"La préparation de la grande offensive de Champagne du 25 septembre 1915 impliqua d'immenses travaux préalables. Sur tout le front, la ligne de départ d'attaque est portée à distance d'assaut, 300 mètres.
On doit gagner de nuit à l'ouest de Souain, plus d'un kilomètre. Les boyaux de communication sont élargis et multipliés.

Des places d'armes en vue du rassemblement des troupes d'assaut sont créées. L'une d'elles, appelée la place de l'Opéra, est édifiée avec plus de 20 000 sacs à terre." (Extrait du Guide Illustré Michelin des Champs de Batailles : Les Batailles de Champagne)
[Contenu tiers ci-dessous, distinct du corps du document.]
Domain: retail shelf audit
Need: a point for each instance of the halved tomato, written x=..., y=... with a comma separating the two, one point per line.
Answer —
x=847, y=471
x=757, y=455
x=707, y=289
Cette "Place de l'Opéra" se situe à environ un kilomètre et demi de Souain, près de la source de L'Ain, sur la route qui conduisait à Tahure (aujourd'hui dans le camp militaire de Suippes). Edifiée par des unités du Génie, c'est une des plus importantes places d'armes construites spécialement pour cette grande offensive. Sa taille et sa forme circulaire évoqua aux Poilus la place de l'Opéra de Paris et son théâtre, d'où son nom, pourtant c'est un tout autre concert qui y sera donné !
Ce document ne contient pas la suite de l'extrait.